The appellant argued that
pursuant to the Housing Developers (Control and Licensing)
Act (Cap 130, 1985 Rev Ed) (“the HD Act”) and
the rules made thereunder (the Rules), the respondent had
a non-delegable duty to build the condominium in a good and
workmanlike manner. The CA disagreed. In the CA’s view,
there were no specific provisions in the HD Act or the Rules
to support the appellant’s argument. The HD Act was
intended to control and license the business of housing developers,
and had nothing to do with building standards. In fact, the
statute that dealt with building standards was the Building
Control Act (Cap 29, 1999 Rev Ed) (the BC Act). The CA found
that the BC Act recognised that the design and erection of
a building in a development could be undertaken by competent
professionals and contractors appointed by the developer.
Chin
Bay Ching v Merchant Ventures Pte Ltd [2005] 3 SLR 142
The respondent commenced
an action against the appellant for defamation and malicious
falsehood, and obtained a mandatory injunction requiring the
appellant to retract the allegedly defamatory letters, as
well as a prohibitory injunction restraining the appellant
from making further defamatory statements. The appellant appealed
against the grant of both interlocutory injunctions.
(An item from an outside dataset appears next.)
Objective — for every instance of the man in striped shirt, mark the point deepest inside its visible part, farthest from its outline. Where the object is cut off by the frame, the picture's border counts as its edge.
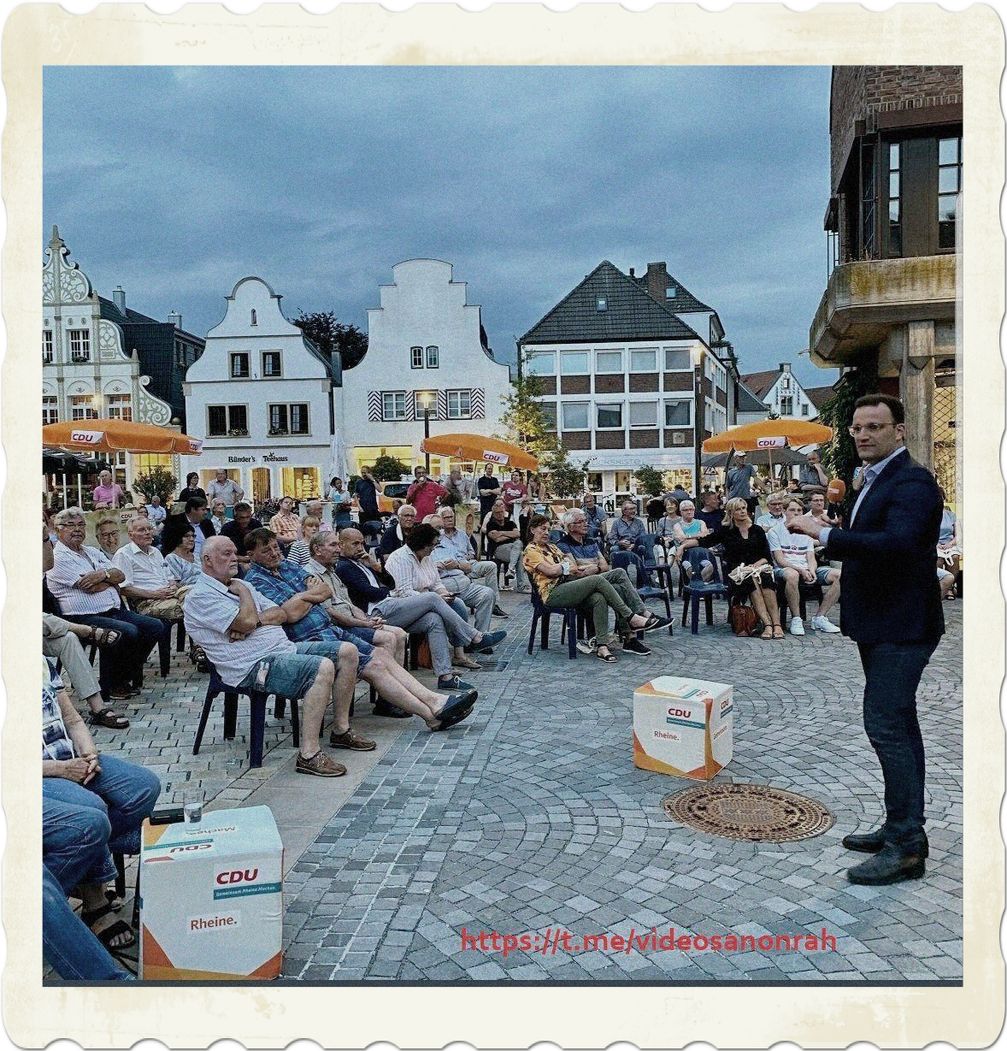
(85, 585)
The CA held that in an application
for an interlocutory mandatory or prohibitory injunction in
a defamation action, the jurisdiction of the Court had to
be exercised with great caution, and could not be exercised
simply on the usual guidelines set forth in American Cyanamid
v Ethicon [1975] AC 396. Interlocutory injunctions should
generally only be granted where it was clear that the statement
complained of was libellous and no defence could possibly
apply. In the case of an interlocutory mandatory injunction,
the Court should also be satisfied that special circumstances
existed to warrant such exceptional relief. In allowing the
appeal, the CA found that the circumstances in the present
case did not warrant the grant of either injunction.